Like Kawhi Leonard, the Bruins tend to peak at closing time. Boston is a pristine 11-0 when leading after two periods in the opening three rounds.

Healthy and coming in hot, neither the Blues or Bruins trailed once over the last three games of the conference finals.

Backes’ new buddies vs. Backes’ former buddies

“It’s now a reality. We’ve got one team to beat,” said Boston veteran David Backes, who captained the Blues until Armstrong opted not to offer him a new contract in the summer of 2016.

He signed with the high-bidding Bruins, and although he’s been in and out of the lineup in these playoffs, Backes says “it’ll be extra sweet” to triumph over his former club.

“On the ice there is no friends; we aren’t friends. It’s just going to be a hard final,” St. Louis sniper Vladimir Tarasenko said.

Backes’ successor as Blues captain, Alex Pietrangelo, fired his pal a text message last week saying he figures their friendship is on hold for a couple weeks.

Backes never responded.

“So I guess it’s already started,” Pietrangelo said.

Armstrong says the two are close friends. “They’re both great men off the ice, great family men,” Armstrong said. “They shared a lot of the same values away from the rink. I think that as David came in, we made him captain when we got there, he grew into it. Thrusting Alex into it too was a team in transition.”

Rest vs. Rust vs. Give it a rest

This is about as healthy a Cup Final as can be hoped for. Not so much a war of attrition as a war of procrastination.

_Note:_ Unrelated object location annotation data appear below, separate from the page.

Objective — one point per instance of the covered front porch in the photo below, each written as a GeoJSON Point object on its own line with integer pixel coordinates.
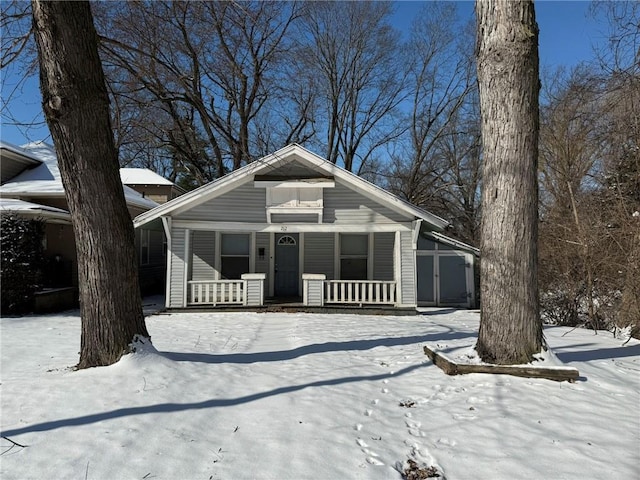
{"type": "Point", "coordinates": [231, 267]}
{"type": "Point", "coordinates": [317, 292]}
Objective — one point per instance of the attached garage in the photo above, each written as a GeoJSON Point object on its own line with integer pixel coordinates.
{"type": "Point", "coordinates": [445, 271]}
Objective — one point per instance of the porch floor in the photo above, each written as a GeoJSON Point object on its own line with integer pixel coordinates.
{"type": "Point", "coordinates": [295, 305]}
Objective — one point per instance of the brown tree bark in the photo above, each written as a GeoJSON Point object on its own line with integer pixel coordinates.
{"type": "Point", "coordinates": [507, 56]}
{"type": "Point", "coordinates": [76, 106]}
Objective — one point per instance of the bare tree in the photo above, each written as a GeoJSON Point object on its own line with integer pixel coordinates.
{"type": "Point", "coordinates": [76, 106]}
{"type": "Point", "coordinates": [210, 68]}
{"type": "Point", "coordinates": [352, 53]}
{"type": "Point", "coordinates": [437, 167]}
{"type": "Point", "coordinates": [510, 326]}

Boston’s 11-day layoff between series set a cap-era record for downtime and prompted the club to throw its own charity scrimmage game Saturday. (No one was injured, but imagine the P.R. nightmare if, say, a David Pastrnak shot broke Charlie McAvoy’s hand.)

The Bruins sold out the prime-time shinny event at 20 bucks a pop, and Coyle’s 90-year-old grandmother, Mary Kelly, was spotted in the crowd.

“Guys seemed to be huffing and puffing when they came out,” Rask said. “Once you go 10 days no playing, I think it’s good to get a little action in, get used to that pace. I think that’s what we wanted to accomplish, and it looked good.”

The Blues can’t complain. They were granted six days of R and R. Drop the puck already.

Fun fact: The last time a Cup finalist had 11 days between games, they had also completed a Conference Final sweep on May 16 before playing Game 1 of the Final on May 27. That was the 2003 Ducks, who lost in seven to New Jersey (four days rest) in 2003.

For those debating the merits of a six-day rest versus an 11-day rest, stop.

Since the NHL’s introduction of the Conference Final format in 1982, teams who are granted four or more days off than their foes are just as likely to win as they are to lose the Cup.